Po niepokojących danych dotyczących spadku sprzedaży nowych domów w Stanach Zjednoczonych oraz niższego od oczekiwań wskaźnika zaufania amerykańskich konsumentów, niewielkie wzrosty na giełdach w Europie udało się podtrzymać tylko dzięki dobrym notowaniom akcji instytucji finansowych.

Brytyjski indeks FTSE 100 na zamknięciu wzrósł o 0,82 proc. do 5372,38 pkt. Francuski indeks CAC 40 podskoczył o 0,32 proc. i wyniósł 3910,75 pkt. Niemiecki indeks DAX podniósł się o 0,20 proc., do wartości 5957,44 pkt. Węgierski indeks BUX zakończył sesję spadkiem o 0,10 proc. i zatrzymał się na poziomie 20714,29 pkt.
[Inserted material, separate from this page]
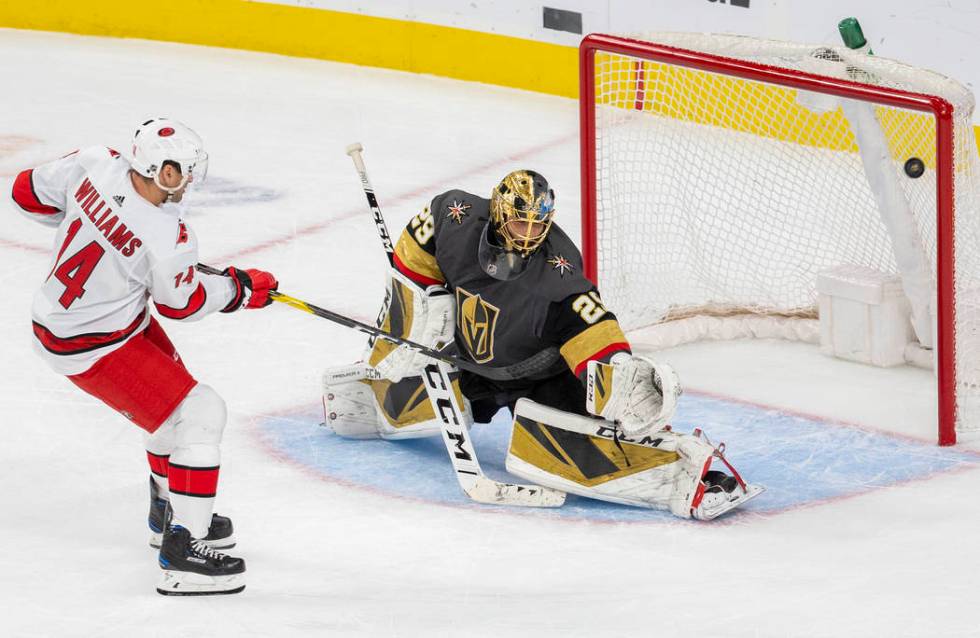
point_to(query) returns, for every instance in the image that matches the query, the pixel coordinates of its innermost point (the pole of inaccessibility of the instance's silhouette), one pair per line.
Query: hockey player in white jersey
(119, 245)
„Makroekonomiczne dane płynące ze Stanów Zjednoczonych zawiodły inwestorów. Obroty podczas dzisiejszych notowań były wyjątkowo niskie, co przełożyło się na nieznaczne ruchy indeksów w Europie” – powiedział agencji Bloomberg Manfred Hofer, analityk LGT Capital Management. Oczekiwania inwestorów są jednak optymistyczne i w pierwszym kwartale 2010 r. spodziewają się oni większego umocnienia na rynku akcji.